I now have a Mongolian brother and sister, Chimedee and her brother Tug, who were kind enough to let me to sleep inside their ger near the city. Now I’m tasting the hospitality of the Genghis Khan’s descendent. They’re very nice to me, giving me a shelter while Im here in Ulaanbaatar, letting me to taste their traditional food and scaring me off from cycling through the Gobi Desert. Well, most people that I met, I could see their faces changed when I told them that I plan to cross the Gobi Desert on my bicycle to get to Erenhot. And all of them told me that it is impossible. Imkinda used to it already, I still remember a Swedish from the south were telling me that only a stupid guy will cycle in the Arctic Tundra in the middle of winter…. and I did it anyway.

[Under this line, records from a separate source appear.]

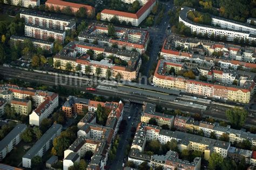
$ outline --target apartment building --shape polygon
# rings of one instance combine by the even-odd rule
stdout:
[[[73,13],[77,12],[80,8],[84,8],[86,10],[87,15],[94,16],[95,14],[95,8],[92,6],[66,2],[63,0],[48,0],[45,2],[45,6],[49,9],[53,6],[56,10],[62,10],[65,8],[70,8]]]
[[[53,139],[60,134],[62,125],[53,124],[22,157],[22,166],[31,167],[31,160],[35,156],[43,157],[52,146]]]
[[[177,130],[180,131],[179,127],[175,126],[177,124],[176,122],[180,118],[183,120],[186,120],[185,125],[181,126],[181,130],[184,132],[190,131],[193,133],[197,133],[198,131],[202,130],[205,137],[209,138],[211,133],[214,133],[218,139],[223,134],[226,134],[228,136],[229,141],[231,143],[235,142],[242,142],[245,140],[248,140],[252,146],[256,145],[256,134],[249,132],[246,132],[245,130],[238,130],[231,128],[230,125],[227,126],[220,126],[218,123],[210,123],[206,121],[194,121],[190,117],[176,116],[174,119],[174,127]],[[176,119],[178,118],[178,119]],[[178,122],[179,122],[178,120]],[[184,127],[185,126],[185,127]]]
[[[253,165],[252,161],[255,160],[253,157],[253,152],[231,147],[227,153],[227,158],[234,160],[237,162],[240,162],[244,158],[245,159],[245,163],[247,165]]]
[[[59,40],[63,43],[65,36],[65,31],[41,27],[30,24],[25,25],[25,36],[43,40],[48,40],[51,38],[55,40]]]
[[[13,99],[11,101],[11,107],[16,113],[26,115],[30,114],[32,111],[32,103],[30,100]]]
[[[123,114],[124,104],[121,101],[119,103],[104,103],[71,96],[63,104],[62,111],[66,113],[66,117],[70,118],[76,114],[83,115],[84,114],[83,108],[87,108],[89,112],[95,112],[99,104],[102,107],[115,110],[115,112],[118,113],[118,115]]]
[[[26,10],[20,13],[25,24],[39,26],[50,29],[62,31],[76,29],[76,22],[73,18],[64,18],[57,15]]]
[[[129,3],[129,4],[132,4],[135,1],[138,1],[139,2],[140,4],[141,4],[142,5],[145,5],[147,2],[147,0],[139,0],[139,1],[137,1],[137,0],[122,0],[122,1],[124,2],[124,3]]]
[[[8,104],[10,104],[11,100],[14,98],[14,93],[9,90],[1,89],[0,87],[0,98],[5,99]]]
[[[32,125],[39,126],[41,121],[47,118],[55,108],[59,105],[58,95],[51,93],[45,97],[45,100],[38,107],[29,115],[29,124]]]
[[[159,158],[159,157],[157,155],[150,156],[143,153],[143,152],[146,141],[158,140],[161,144],[165,144],[172,139],[178,141],[178,147],[180,152],[184,149],[200,151],[204,153],[204,159],[206,160],[210,158],[210,154],[213,152],[219,153],[223,158],[226,158],[228,150],[230,147],[229,142],[179,131],[164,130],[159,126],[140,123],[137,128],[128,160],[133,161],[136,165],[146,161],[149,165],[152,167],[162,166],[166,169],[166,164],[166,164],[166,159],[157,161],[158,159],[155,158]],[[164,157],[164,155],[162,155],[161,157]],[[200,159],[197,160],[200,162]],[[195,165],[194,164],[192,164]],[[174,165],[175,166],[175,164]],[[200,169],[200,166],[197,167],[199,168],[197,169]]]
[[[153,78],[153,83],[158,87],[244,103],[249,103],[254,94],[253,81],[245,80],[240,86],[235,86],[166,76],[165,73],[168,70],[164,67],[165,62],[158,61]]]
[[[187,17],[187,13],[195,11],[193,8],[185,6],[181,8],[179,16],[179,21],[190,28],[191,32],[197,34],[207,34],[210,37],[212,34],[214,36],[226,36],[228,41],[233,41],[235,38],[252,42],[256,40],[256,26],[239,23],[227,19],[211,16],[212,24],[214,26],[204,25],[194,22]],[[220,27],[216,26],[218,25]]]
[[[142,122],[149,123],[150,119],[154,118],[158,126],[167,125],[171,129],[173,126],[174,117],[172,115],[157,112],[156,112],[155,105],[146,103],[143,106],[143,112],[142,114],[140,120]]]
[[[224,84],[232,84],[238,78],[238,71],[227,69],[220,70],[212,69],[204,76],[206,76],[207,80],[211,82],[217,81]]]
[[[4,114],[4,107],[7,104],[7,101],[3,98],[0,98],[0,115]]]
[[[12,35],[11,36],[11,46],[12,46],[12,47],[15,46],[15,45],[17,45],[18,42],[21,43],[21,44],[23,45],[24,41],[26,39],[28,39],[30,40],[36,48],[41,47],[43,50],[51,51],[51,49],[52,49],[52,48],[53,47],[53,42],[31,38],[30,37],[17,36],[15,35]]]
[[[90,56],[90,58],[92,59],[96,59],[98,55],[102,55],[105,58],[116,57],[126,62],[129,62],[129,61],[136,61],[139,59],[140,56],[137,51],[119,49],[78,41],[72,41],[69,43],[64,47],[63,51],[69,56],[75,58],[78,54],[80,55],[85,55],[88,50],[92,50],[93,52],[93,55]],[[70,52],[69,53],[68,51],[70,51]]]
[[[29,115],[30,125],[39,126],[41,121],[46,118],[58,105],[58,94],[51,92],[20,87],[8,84],[0,85],[0,91],[11,92],[13,98],[11,100],[26,99],[28,98],[32,99],[34,104],[32,106],[36,108]]]
[[[34,8],[40,5],[40,0],[4,0],[3,2],[5,4],[26,8]]]
[[[87,168],[104,169],[112,139],[123,119],[124,105],[121,101],[119,103],[102,103],[90,100],[88,107],[97,107],[98,104],[104,105],[105,108],[110,111],[106,124],[105,126],[96,125],[96,115],[89,109],[89,112],[78,124],[78,138],[64,151],[64,169],[68,170],[75,162],[79,161],[88,151],[92,151],[93,154]]]
[[[77,42],[69,43],[62,51],[53,57],[55,66],[56,62],[58,62],[60,66],[57,69],[65,70],[67,63],[70,63],[72,66],[72,71],[85,74],[107,77],[110,73],[110,77],[113,78],[118,74],[121,75],[123,80],[131,81],[136,78],[142,64],[142,60],[137,53],[128,52],[126,55],[122,53],[122,56],[128,56],[130,58],[127,65],[122,66],[113,64],[113,61],[109,58],[104,58],[100,61],[91,60],[90,56],[85,53],[87,49],[84,45],[85,44],[84,43]],[[80,55],[79,56],[78,54]],[[76,70],[75,68],[77,65],[80,66],[80,71]],[[87,71],[88,67],[90,68],[90,72]],[[97,71],[99,69],[99,74]]]
[[[177,50],[180,48],[181,51]],[[160,56],[166,60],[178,63],[190,60],[200,65],[214,65],[218,63],[223,69],[238,67],[244,69],[256,67],[256,49],[239,45],[205,40],[193,38],[183,38],[172,35],[166,38]],[[226,63],[226,65],[221,62]],[[232,64],[234,63],[234,64]]]
[[[76,114],[83,115],[85,114],[83,110],[88,108],[89,102],[89,99],[70,96],[62,106],[62,111],[68,118],[71,118]]]
[[[136,13],[105,9],[100,12],[100,19],[110,21],[116,17],[120,22],[125,21],[127,24],[131,23],[133,26],[138,26],[150,14],[156,3],[156,0],[148,0]]]
[[[26,130],[25,124],[17,124],[4,139],[0,141],[0,160],[11,152],[21,140],[21,135]],[[1,167],[0,167],[1,168]]]
[[[174,127],[179,131],[186,132],[186,123],[190,119],[190,117],[185,117],[179,115],[176,115],[174,122]]]
[[[78,39],[90,43],[96,40],[102,46],[112,47],[116,45],[119,49],[125,47],[129,51],[135,49],[140,54],[146,51],[150,40],[147,31],[116,26],[114,28],[116,37],[113,38],[107,35],[107,25],[93,23],[79,33]]]

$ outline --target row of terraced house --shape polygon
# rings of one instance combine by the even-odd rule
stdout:
[[[104,126],[96,123],[95,112],[99,105],[109,111]],[[124,104],[122,101],[103,103],[70,96],[62,107],[67,116],[84,114],[85,108],[89,112],[78,123],[78,138],[64,151],[64,170],[68,170],[75,162],[79,162],[80,158],[89,151],[92,151],[93,154],[87,169],[104,169],[112,140],[123,119]]]

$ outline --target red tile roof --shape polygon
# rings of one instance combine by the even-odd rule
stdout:
[[[81,7],[84,7],[87,10],[90,11],[95,11],[95,8],[90,5],[86,5],[80,4],[77,4],[72,2],[65,2],[62,0],[48,0],[45,2],[45,5],[51,5],[51,4],[58,5],[64,6],[70,6],[70,8],[80,8]]]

Ulaanbaatar is a lot like Bishkek, the environment, the colours, the people. And the smell is more like Xinjiang of China. But I can feel that the energy is so positive here. People here smile a lot! And they’re so friendly! And the police are really polite. I was expecting the police here to be as bad as those in the Stans countries, where most of them get infection from 2 things, uniform and vodka. But over here, things are totally different. I was lost a few nights ago, couldn’t remember how to get back home, and a police walked with me until I found my way home. And most people here don’t speak English, whenever I asked a question in English, they will reply in Mongolian… so I replied back in Malay :) But of course, the best solution is the sign language, works everywhere.
And after spending so many days in the dusty Ulaanbaatar, I finally got the chance to hike to a nearby hill with my host Chimedee. She usually hikes to a nearby hill with her friends every weekend. From there I made 2 more friends from Europe, a Spanish and a British who were in the same group. Both of them are teaching in a university here in Ulaanbaatar. Also there were another at least 15 other Mongolians in the group. We started early in the morning with a pretty nice weather, but when we stopped for lunch, the weather changed from spring into deep winter in just a few minutes. But it was a good experience for me to prepare myself with the so called spring season in Mongolia, where there can be all 4 season in a day.